Top of the List
Stacey Mason
Every few years, in an attempt to make us all feel we haven’t seen enough old movies, the AFI announces a new list of the 100 best movies of all time. Time and The Modern Library have notorious 100 Best Novel Lists. IGN.com even offers the 100 best video games of all time.
But in a culture of ever-converging media, why has no one combined these lists and offered a 100 Best Narratives of All Time?
Of course, these lists are subjective anyway. Ebert argues that they’re arbitrary and misguided, serving only to start arguments. The Godfather is always in the top 3 of the AFI list, and I can’t get through it. But still, no informed scholar has tried this? No hack on the net?
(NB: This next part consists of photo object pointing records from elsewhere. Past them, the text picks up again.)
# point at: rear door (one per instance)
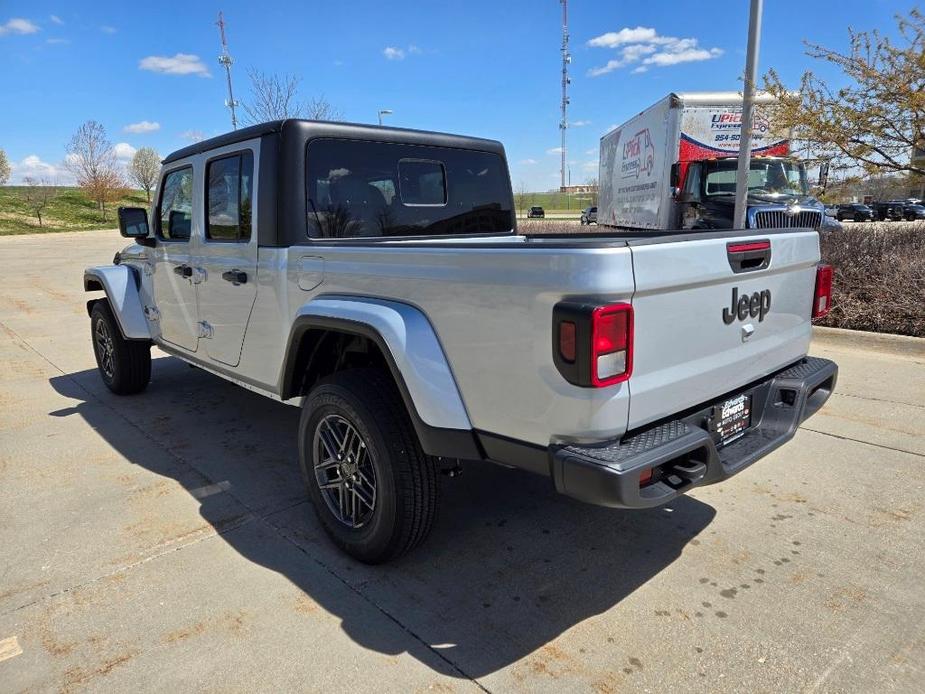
(172, 281)
(227, 259)
(713, 314)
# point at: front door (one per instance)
(228, 253)
(174, 274)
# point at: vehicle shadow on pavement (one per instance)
(508, 568)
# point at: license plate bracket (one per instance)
(732, 418)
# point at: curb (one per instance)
(902, 345)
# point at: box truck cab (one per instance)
(674, 166)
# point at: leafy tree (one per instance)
(875, 120)
(37, 194)
(144, 169)
(4, 168)
(274, 97)
(92, 160)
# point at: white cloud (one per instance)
(645, 48)
(18, 25)
(144, 126)
(612, 39)
(124, 150)
(33, 166)
(180, 64)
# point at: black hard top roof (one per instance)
(300, 131)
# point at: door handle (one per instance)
(236, 277)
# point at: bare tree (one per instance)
(877, 118)
(144, 169)
(90, 157)
(4, 168)
(277, 96)
(38, 194)
(522, 194)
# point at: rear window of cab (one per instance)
(360, 189)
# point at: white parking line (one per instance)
(210, 489)
(9, 648)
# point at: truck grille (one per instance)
(782, 219)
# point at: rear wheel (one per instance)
(124, 365)
(374, 490)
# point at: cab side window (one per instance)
(175, 210)
(229, 188)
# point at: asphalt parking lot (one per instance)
(163, 542)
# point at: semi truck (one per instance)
(673, 166)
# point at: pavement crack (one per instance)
(378, 607)
(891, 402)
(867, 443)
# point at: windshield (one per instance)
(363, 189)
(766, 177)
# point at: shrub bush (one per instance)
(879, 277)
(879, 273)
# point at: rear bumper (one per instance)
(683, 453)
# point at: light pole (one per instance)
(745, 137)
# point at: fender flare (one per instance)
(121, 286)
(415, 357)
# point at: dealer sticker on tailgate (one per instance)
(732, 418)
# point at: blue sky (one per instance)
(482, 68)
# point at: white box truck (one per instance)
(673, 166)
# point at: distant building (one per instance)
(584, 188)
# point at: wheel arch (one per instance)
(120, 284)
(398, 337)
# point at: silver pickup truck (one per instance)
(375, 278)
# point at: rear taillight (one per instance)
(593, 344)
(822, 298)
(611, 342)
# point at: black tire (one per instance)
(124, 365)
(405, 479)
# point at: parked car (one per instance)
(830, 224)
(415, 328)
(589, 215)
(887, 211)
(854, 211)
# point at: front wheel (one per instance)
(373, 488)
(124, 365)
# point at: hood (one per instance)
(753, 200)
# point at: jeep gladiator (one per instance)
(375, 277)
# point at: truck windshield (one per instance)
(359, 189)
(766, 177)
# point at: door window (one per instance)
(229, 195)
(175, 210)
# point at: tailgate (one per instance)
(690, 345)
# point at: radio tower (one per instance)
(566, 59)
(226, 60)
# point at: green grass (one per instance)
(554, 202)
(69, 210)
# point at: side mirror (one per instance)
(133, 222)
(675, 175)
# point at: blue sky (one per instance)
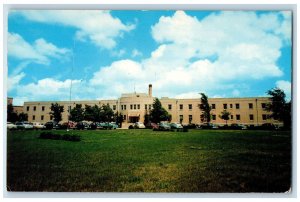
(181, 53)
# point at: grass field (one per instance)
(150, 161)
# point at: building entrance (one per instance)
(133, 119)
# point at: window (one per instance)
(251, 117)
(181, 118)
(190, 118)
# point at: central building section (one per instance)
(134, 106)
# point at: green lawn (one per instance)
(150, 161)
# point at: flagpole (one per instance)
(70, 97)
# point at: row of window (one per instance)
(190, 106)
(34, 108)
(238, 117)
(137, 106)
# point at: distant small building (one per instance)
(134, 106)
(17, 109)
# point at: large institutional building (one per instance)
(134, 106)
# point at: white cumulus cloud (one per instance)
(39, 52)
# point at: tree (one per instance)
(107, 114)
(281, 110)
(147, 118)
(205, 108)
(96, 113)
(225, 116)
(23, 117)
(56, 111)
(12, 116)
(119, 119)
(158, 113)
(89, 113)
(77, 113)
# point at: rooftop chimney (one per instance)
(150, 90)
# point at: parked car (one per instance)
(114, 125)
(152, 125)
(24, 125)
(82, 125)
(20, 125)
(139, 125)
(164, 126)
(235, 126)
(37, 125)
(11, 126)
(208, 126)
(176, 126)
(52, 125)
(107, 125)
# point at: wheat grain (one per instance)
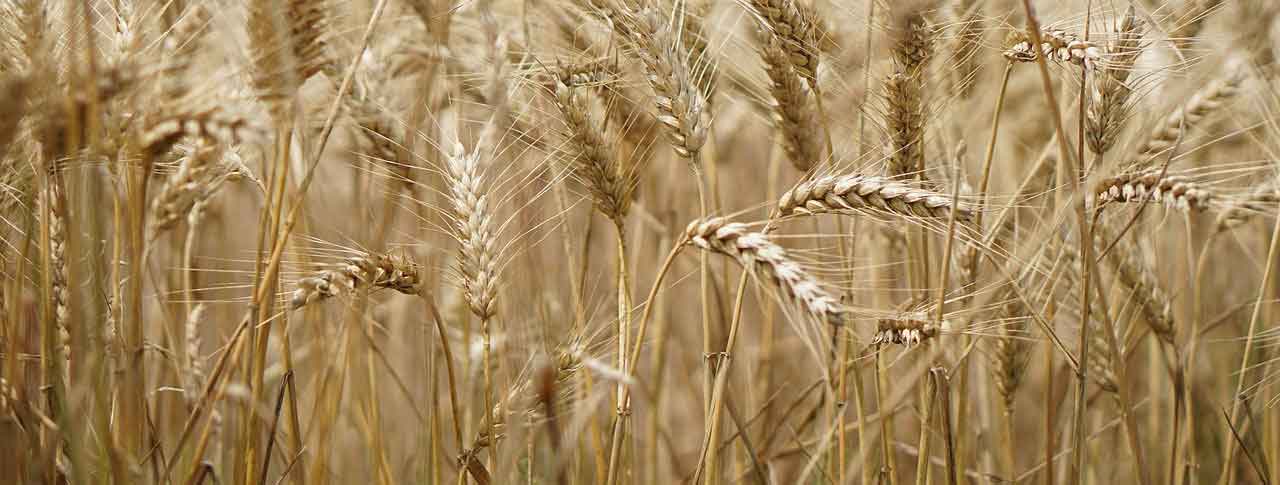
(1110, 92)
(871, 193)
(791, 108)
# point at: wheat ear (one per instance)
(1056, 45)
(1110, 92)
(1212, 97)
(757, 251)
(796, 28)
(794, 114)
(872, 193)
(677, 86)
(594, 155)
(362, 270)
(1155, 186)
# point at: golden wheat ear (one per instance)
(757, 251)
(286, 46)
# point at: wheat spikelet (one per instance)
(1102, 361)
(1153, 302)
(904, 119)
(197, 178)
(792, 109)
(1211, 97)
(1265, 197)
(199, 119)
(595, 158)
(362, 270)
(56, 211)
(1153, 186)
(873, 193)
(1110, 94)
(287, 47)
(1010, 352)
(967, 45)
(1056, 45)
(677, 87)
(908, 330)
(912, 37)
(474, 223)
(694, 37)
(796, 28)
(755, 251)
(905, 90)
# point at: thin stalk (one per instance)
(890, 466)
(1237, 398)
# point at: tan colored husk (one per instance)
(755, 251)
(1110, 94)
(1153, 186)
(792, 109)
(1056, 45)
(595, 159)
(676, 79)
(1210, 99)
(364, 270)
(869, 193)
(796, 28)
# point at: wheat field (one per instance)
(639, 242)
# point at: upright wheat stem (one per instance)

Not even cracked.com ? Why?
I have some theories:
- it scares people to think about books and movies as different means to the same end because they have always thought of one as the more challenging or as a high-brow version of the other.
- people don’t want to put the thought into it
- people really and truly believe that you can’t compare apples and oranges.
So I challenge someone out there to put this together–not just because I want to know who would win in a 4-way wrestling match between Francis Ford Coppola, James Joyce, Shigeru Miyamoto, and Frank Miller–but because I really believe it’s time we start really thinking about different forms of media as what they are: different ways to tell a story.